A Quantitative Metric for Privacy Leakage in Federated Learning

TL;DR

This paper introduces a mutual information-based metric to quantify privacy leakage risk in federated learning, addressing high-dimensional gradient data and revealing factors influencing leakage risk.

Contribution

It proposes a novel method to estimate mutual information between high-dimensional gradients and data, enabling quantitative privacy risk assessment in federated learning.

Findings

The metric reliably reflects information leakage extent.

Leakage risk depends on model status and data distribution.
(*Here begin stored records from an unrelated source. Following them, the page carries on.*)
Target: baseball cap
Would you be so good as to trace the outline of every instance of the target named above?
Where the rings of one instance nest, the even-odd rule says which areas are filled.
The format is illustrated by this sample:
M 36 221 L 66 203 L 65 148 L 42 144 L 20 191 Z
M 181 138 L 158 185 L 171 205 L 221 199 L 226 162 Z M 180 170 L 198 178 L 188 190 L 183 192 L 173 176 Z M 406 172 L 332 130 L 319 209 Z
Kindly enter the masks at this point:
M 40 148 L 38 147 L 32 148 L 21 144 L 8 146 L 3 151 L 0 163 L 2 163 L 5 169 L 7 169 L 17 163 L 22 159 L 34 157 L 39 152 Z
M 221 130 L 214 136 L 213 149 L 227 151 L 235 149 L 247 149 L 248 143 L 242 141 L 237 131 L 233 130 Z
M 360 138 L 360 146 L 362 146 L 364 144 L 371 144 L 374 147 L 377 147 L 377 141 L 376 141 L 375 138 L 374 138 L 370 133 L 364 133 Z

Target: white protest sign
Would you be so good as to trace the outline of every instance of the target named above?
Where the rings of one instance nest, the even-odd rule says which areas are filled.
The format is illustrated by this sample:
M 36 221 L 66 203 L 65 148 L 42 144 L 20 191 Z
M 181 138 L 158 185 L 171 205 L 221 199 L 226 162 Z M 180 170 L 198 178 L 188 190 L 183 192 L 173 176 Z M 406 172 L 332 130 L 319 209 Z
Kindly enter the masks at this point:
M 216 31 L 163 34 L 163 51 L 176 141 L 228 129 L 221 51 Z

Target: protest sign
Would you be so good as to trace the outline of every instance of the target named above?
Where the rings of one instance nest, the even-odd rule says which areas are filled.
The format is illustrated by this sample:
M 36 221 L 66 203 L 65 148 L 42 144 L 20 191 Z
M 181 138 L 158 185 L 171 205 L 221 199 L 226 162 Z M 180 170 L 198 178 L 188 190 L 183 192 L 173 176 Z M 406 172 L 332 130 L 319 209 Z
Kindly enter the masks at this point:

The method handles high-dimensional gradient data effectively.

Abstract

In the federated learning system, parameter gradients are shared among participants and the central modulator, while the original data never leave their protected source domain. However, the gradient itself might carry enough information for precise inference of the original data. By reporting their parameter gradients to the central server, client datasets are exposed to inference attacks from adversaries. In this paper, we propose a quantitative metric based on mutual information for clients to evaluate the potential risk of information leakage in their gradients. Mutual information has received increasing attention in the machine learning and data mining community over the past few years. However, existing mutual information estimation methods cannot handle high-dimensional variables. In this paper, we propose a novel method to approximate the mutual information between the high-dimensional gradients and batched input data. Experimental results show that the proposed metric reliably reflect the extent of information leakage in federated learning. In addition, using the proposed metric, we investigate the influential factors of risk level. It is proven that, the risk of information leakage is related to the status of the task model, as well as the inherent data distribution.